I have to laugh a little at this. I 100% agree, but just wait until you have a
family. The options for shelter are either sky-high rent or sky-high purchase
prices if you want to stay in Vancouver or Burnaby (the city next-door). If
you want to save some money you either live in 1/2 of a house, in the basement
of a house, or live somewhere musty worrying about mold [1].

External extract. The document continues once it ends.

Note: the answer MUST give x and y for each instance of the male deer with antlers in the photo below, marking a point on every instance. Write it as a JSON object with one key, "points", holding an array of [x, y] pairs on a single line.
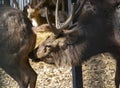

 _Is it just me or is BC not a really a friendly place at all for technically
skilled people working in software /internet industry?_

Vancouver isn't HQ for many large corporations, unlike Toronto so there are
few big players in this area (TELUS, WorkSafe, BC Hydro, Best Buy). The other
big players (Microsoft, Amazon, etc) are still relatively new. When a company
like TELUS has a big project, they are a blackhole that sucks up EVERYONE.
This happened 8 years ago with one of their projects. If you only stayed in
the Gastown district of Vancouver, you'd think Vancouver was bustling with
startups, but it's not. It's getting there, but IMHO the startup scene is
still in its infancy [3].

An old joke amongst the IT consultants here is that we often see each other
repeatedly circling the same big corps. It's a very very small world in
Vancouver.

 _I don 't know of what "network effect" there is here other than amateurish
Meet-up groups where middle aged men who lived through y2k show up and talk
about how they like their coffee._

I've seen this as well, which is why I don't attend too many meetups. Some of
the meetups are very small (the Ruby one in particular) and I'd like to see a
larger turnout. Saying that, I understand my lack of participation is what is
causing part of the low turnout (in my case it is also an issue of travel
distance).

 _real estate_

As for the real estate situation in Vancouver (and Canada, in general), there
is so many variables at play that there isn't one solid answer. There is the
foreign menace buying up our real estate that is portrayed by realtors and the
MSM, but the stats (there are few) show otherwise (<10%). Most of the cause is
our (Canadians, I mean) own doing due to the low emergency interest rates.
Instead of people using the low interest rates to get out of debt, they
instead gorged on more real estate. Thus you see people attempting to carry
their residential debts (mortgage, interest, taxes) by seeking ever higher
rates. Add into that the realtor lie (carried by the MSM) that housing only
goes up and you get people flipping houses to each other for ever higher
prices (and thus, rents). If you want to know how it all ends, just read up on
the US housing/credit crisis circa 2008. If you are a skeptic that thinks this
can't happen in Canada, read up on what happened in 1980-1 or 1990-1, the same
housing drop happened then [2].

[1] This isn't just a colloquial joke. Because Vancouver is technically
classified as a temperate rainforest, we enjoy much much MUCH more rain than
other places, with very nominal temperatures. If there is any defect in the
building envelope, you will get mold.

[2] But without the low interest rates or credit crisis, so this will be a big
new player.

[3] Part of the reason (from what I've heard) is the sky-high office rent in
the area. It takes a huge chunk of the operating budget.